Capítulo
II
Desde
que mamá me entregó el portafolios con la carta de Belicena Villca, hasta el
momento en que tomé la decisión de cumplir con su pedido póstumo, habían
transcurrido cuatro días. Ciertamente, leí la carta en tiempo récord, dada su
extensión y profundidad, permaneciendo encerrado en mi cuarto y haciéndome
subir, de tanto en tanto, algún alimento. Al fin, una tarde, descendí
calladamente, con el misterioso portafolios en la mano, y tomé asiento entre
los míos, que se encontraban como era la costumbre a esa hora desplegados en el
patio posterior.
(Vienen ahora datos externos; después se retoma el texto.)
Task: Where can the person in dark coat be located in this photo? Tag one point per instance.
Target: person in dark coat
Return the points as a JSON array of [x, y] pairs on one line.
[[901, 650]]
Reclinada la cabeza, la mirada perdida en la lejanía de los
cerros, estuve en silencio un largo rato. Durante ese lapso nadie me
interrumpió, acostumbrados por años a verme estudiar bajo la sombra del
gigantesco roble. Sólo el murmullo del viento entre las hojas, el trino de las
aves, y el ras, ras, de Canuto al rascarse cada tanto, acompañaban mi
meditación.
Me
paré bruscamente, haciendo a un lado el sillón de hormigón del juego de jardín.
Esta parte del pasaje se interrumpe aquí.